According to analyst firm IDC, printing costs account for up to three per cent of a company’s expenditure and the average company prints 1100 pages per employee per year, costing between $AU500 and $AU1500 per user. That means a business with 20 staff will spend an average of $10,000 to $30,000 a year on printing. If 40 per cent of these pages go in the bin, the costs can be significant.
What the above figures highlight is that a large proportion of printing is completely unnecessary and very costly. The good news for small and medium businesses is that while the ‘paperless’ office may be an unachievable ideal, printing less is not that hard a nut to crack. Reducing your print output and your print orphans is a powerful way to reduce costs. It’s also a far better environmental outcome than recycling.
Print audit
The challenge for many companies is the lack of ability to understand how much they are printing and who is printing what. This is where “managed print services” companies can help. For many businesses the tendency is to just buy a printer and never think about it again. By doing this, the business has no visibility into how that printer is being used, what it is being used for and whether or not there is a more efficient way to print.
A “print audit” will help a business understand its workflow and business practices. The audit process includes a physical audit that will identify the ‘orphan trays’ in the workplace, then examine the types of documents being printed, how those documents flow through the business and whether there are any problems or inefficiencies in that process.
After an audit, printer numbers will often be reduced, suppliers streamlined and printing minimised. Our experience suggests that printing costs can also be slashed by a quarter as a result.
If an audit is not something your business can undertake immediately, there are other, simpler, actions to cut your printing costs.
These steps include:
• “Hold and walk up printing” means that documents are only printed and released when the user is standing at the printer and physically releases the job.
• “Swipe and release” technology uses the swipe cards some businesses already use as security devices to release a print job only once a user is standing at the printer. The additional benefits of augmenting the swipe cards, to work with the reader on a machine, is that they can be used at multiple work sites and they provide authentication for secure printing.
• Printer mailboxes allow you to create personal output trays that can be set up for different users (up to 12 per machine) so that staff are aware of which job is theirs. Printing can then take place without the concern of different users’ documents being mixed up. Printer mailboxes mean a much lower likelihood of print outs automatically being deposited into the orphans tray and a higher chance that users will return other jobs to the owner identified on the tray.

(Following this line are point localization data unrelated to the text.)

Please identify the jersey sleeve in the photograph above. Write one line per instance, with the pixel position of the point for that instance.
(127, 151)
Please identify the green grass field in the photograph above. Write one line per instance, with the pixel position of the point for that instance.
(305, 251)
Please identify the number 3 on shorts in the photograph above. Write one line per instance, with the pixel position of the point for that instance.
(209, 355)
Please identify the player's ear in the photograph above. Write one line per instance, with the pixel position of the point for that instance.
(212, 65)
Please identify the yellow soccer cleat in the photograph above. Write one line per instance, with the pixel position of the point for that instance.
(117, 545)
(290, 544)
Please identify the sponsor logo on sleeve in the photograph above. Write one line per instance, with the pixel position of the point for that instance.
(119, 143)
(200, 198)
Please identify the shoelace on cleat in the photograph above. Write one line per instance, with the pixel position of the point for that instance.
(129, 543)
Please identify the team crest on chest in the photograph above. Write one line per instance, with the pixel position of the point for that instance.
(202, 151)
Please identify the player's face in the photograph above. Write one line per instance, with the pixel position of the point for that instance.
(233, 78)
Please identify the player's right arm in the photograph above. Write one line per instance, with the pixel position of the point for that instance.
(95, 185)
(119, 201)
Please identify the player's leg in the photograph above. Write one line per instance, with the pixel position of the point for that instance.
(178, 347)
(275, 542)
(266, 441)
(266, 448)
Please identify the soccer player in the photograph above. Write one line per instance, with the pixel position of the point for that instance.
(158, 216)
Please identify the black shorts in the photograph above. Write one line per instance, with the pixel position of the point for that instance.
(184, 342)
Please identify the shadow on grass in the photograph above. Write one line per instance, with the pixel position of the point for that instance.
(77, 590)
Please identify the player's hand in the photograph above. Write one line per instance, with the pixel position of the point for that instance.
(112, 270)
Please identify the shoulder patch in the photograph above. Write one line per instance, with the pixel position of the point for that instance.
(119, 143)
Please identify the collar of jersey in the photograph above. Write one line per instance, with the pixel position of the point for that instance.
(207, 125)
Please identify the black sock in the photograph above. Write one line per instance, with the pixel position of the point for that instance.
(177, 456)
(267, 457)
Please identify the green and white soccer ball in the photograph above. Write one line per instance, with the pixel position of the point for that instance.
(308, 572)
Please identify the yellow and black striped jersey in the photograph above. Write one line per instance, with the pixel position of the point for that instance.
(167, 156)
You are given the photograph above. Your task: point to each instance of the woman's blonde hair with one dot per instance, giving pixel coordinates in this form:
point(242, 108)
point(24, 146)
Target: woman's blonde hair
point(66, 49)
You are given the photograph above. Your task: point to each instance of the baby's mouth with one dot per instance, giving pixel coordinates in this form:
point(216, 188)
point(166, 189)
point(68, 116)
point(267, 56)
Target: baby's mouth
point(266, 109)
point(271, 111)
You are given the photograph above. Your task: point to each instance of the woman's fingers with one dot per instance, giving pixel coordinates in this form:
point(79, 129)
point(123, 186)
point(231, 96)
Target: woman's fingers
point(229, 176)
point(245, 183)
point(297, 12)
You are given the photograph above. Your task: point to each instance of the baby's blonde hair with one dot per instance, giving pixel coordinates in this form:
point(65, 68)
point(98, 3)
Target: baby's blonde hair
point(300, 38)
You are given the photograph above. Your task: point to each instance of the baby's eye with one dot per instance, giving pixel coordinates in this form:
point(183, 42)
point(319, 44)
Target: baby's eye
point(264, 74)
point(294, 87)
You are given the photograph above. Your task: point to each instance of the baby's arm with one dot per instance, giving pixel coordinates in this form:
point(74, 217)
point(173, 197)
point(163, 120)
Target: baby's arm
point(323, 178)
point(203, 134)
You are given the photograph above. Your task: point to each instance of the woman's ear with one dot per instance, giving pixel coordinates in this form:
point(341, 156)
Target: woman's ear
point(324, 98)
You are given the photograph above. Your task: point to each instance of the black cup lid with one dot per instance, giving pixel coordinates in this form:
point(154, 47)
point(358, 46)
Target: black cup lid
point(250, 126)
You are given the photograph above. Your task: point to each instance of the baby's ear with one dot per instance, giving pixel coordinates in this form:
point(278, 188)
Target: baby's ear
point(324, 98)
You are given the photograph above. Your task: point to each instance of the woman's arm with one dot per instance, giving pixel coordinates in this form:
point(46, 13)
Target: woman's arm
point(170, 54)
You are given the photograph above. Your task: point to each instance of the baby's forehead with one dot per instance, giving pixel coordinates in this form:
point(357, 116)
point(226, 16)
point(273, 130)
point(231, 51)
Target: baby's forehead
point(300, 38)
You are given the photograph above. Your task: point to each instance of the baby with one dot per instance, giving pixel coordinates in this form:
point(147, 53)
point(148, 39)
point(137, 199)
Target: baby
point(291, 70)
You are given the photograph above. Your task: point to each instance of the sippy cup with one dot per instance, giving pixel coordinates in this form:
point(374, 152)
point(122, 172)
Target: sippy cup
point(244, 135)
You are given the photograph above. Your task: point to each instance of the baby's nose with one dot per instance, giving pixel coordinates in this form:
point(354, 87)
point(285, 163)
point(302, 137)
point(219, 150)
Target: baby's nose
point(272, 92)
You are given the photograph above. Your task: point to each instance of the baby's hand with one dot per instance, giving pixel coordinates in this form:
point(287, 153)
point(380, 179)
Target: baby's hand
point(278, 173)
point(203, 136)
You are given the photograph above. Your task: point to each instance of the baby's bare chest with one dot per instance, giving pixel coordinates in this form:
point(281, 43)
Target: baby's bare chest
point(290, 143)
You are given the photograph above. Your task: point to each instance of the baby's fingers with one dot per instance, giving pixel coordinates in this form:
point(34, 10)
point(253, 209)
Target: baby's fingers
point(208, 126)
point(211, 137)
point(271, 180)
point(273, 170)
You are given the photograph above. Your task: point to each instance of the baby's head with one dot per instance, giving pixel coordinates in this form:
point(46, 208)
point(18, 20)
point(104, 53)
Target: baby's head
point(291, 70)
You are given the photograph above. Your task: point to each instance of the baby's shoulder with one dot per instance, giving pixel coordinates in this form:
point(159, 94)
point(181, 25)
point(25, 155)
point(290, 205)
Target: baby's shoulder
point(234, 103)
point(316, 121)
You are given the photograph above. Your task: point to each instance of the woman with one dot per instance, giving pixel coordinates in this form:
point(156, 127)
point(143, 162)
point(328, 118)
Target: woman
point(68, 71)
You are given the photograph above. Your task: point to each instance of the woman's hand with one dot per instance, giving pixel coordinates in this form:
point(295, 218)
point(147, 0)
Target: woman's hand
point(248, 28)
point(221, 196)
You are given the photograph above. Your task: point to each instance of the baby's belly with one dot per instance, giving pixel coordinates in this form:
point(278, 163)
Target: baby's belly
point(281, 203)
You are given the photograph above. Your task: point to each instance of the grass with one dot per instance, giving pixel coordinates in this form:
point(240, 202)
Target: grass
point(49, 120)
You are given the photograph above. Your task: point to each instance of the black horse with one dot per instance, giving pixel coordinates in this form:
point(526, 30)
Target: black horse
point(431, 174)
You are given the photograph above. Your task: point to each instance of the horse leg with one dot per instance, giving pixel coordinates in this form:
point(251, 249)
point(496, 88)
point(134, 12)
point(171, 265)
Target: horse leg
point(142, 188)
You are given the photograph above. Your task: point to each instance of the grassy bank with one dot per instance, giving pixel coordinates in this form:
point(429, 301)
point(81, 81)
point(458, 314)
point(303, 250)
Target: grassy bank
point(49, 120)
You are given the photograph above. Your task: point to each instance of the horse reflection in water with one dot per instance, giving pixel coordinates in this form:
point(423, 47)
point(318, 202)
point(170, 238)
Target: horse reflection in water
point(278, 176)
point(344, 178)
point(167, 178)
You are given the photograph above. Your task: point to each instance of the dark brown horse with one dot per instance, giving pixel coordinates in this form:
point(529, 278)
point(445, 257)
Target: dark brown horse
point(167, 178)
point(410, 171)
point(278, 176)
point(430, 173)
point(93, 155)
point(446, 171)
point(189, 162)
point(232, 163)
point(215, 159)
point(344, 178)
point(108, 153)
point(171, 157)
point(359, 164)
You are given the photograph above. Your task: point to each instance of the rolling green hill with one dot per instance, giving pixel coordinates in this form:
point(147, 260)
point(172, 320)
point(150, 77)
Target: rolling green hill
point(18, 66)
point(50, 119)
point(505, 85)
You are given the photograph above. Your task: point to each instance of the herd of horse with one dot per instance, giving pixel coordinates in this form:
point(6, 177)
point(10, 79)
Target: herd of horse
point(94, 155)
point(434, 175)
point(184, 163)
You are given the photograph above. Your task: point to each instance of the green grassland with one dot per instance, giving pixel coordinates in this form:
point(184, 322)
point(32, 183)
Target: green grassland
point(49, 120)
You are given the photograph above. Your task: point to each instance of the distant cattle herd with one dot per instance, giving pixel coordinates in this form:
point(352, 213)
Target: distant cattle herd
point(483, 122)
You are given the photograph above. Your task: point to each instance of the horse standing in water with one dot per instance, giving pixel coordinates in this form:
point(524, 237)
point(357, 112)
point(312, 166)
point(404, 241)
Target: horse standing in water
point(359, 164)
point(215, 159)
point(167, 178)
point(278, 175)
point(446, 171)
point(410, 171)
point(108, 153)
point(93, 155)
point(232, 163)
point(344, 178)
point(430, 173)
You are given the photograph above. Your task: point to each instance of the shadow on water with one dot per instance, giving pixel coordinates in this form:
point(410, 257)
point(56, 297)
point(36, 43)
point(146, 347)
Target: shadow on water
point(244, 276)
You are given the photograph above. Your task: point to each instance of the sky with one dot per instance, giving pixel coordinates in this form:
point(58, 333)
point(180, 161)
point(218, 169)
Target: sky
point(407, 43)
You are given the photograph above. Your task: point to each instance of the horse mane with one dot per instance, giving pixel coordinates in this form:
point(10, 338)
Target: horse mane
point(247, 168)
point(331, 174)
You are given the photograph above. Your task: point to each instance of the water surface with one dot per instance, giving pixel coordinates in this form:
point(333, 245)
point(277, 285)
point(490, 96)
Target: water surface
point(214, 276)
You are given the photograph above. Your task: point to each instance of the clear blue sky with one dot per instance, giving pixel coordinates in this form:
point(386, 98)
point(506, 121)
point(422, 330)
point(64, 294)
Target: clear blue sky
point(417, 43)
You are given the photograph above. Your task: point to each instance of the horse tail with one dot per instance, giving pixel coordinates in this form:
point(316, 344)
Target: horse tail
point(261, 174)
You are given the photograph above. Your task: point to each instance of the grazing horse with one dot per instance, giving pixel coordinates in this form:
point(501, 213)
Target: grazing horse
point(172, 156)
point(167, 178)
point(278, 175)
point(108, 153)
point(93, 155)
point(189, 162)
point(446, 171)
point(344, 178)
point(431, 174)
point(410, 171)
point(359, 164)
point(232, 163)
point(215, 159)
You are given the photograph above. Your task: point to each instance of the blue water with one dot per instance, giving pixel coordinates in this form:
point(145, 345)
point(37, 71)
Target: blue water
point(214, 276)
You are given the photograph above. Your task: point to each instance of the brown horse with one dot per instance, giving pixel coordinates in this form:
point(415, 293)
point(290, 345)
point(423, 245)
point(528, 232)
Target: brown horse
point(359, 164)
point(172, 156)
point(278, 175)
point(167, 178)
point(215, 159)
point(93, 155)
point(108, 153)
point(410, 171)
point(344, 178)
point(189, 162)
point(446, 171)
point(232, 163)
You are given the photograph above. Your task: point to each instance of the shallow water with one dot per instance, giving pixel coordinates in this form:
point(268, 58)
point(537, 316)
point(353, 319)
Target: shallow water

• Smart scanning. Count the number of filing cabinets in the office. If there is more than one, you’ve probably been printing too much. Ask what the primary purpose of having the paper is. Is it to be stored or moved around the organisation? If so, it can be scanned and an electronic copy sent to file. Keeping these copies electronically means staff will be less likely to print unnecessary documents (which then get left on the printer) but rather will know to save the soft copy to file.
• Communicate. The final step that organisations can take is to simply communicate with staff about printing and the impact it has on the business and the environment. By creating a culture where printing less is a priority, staff are much more likely to think twice before printing a document.
All of the above technologies encourage staff to make a conscious decision about what they are printing and what it will be used for.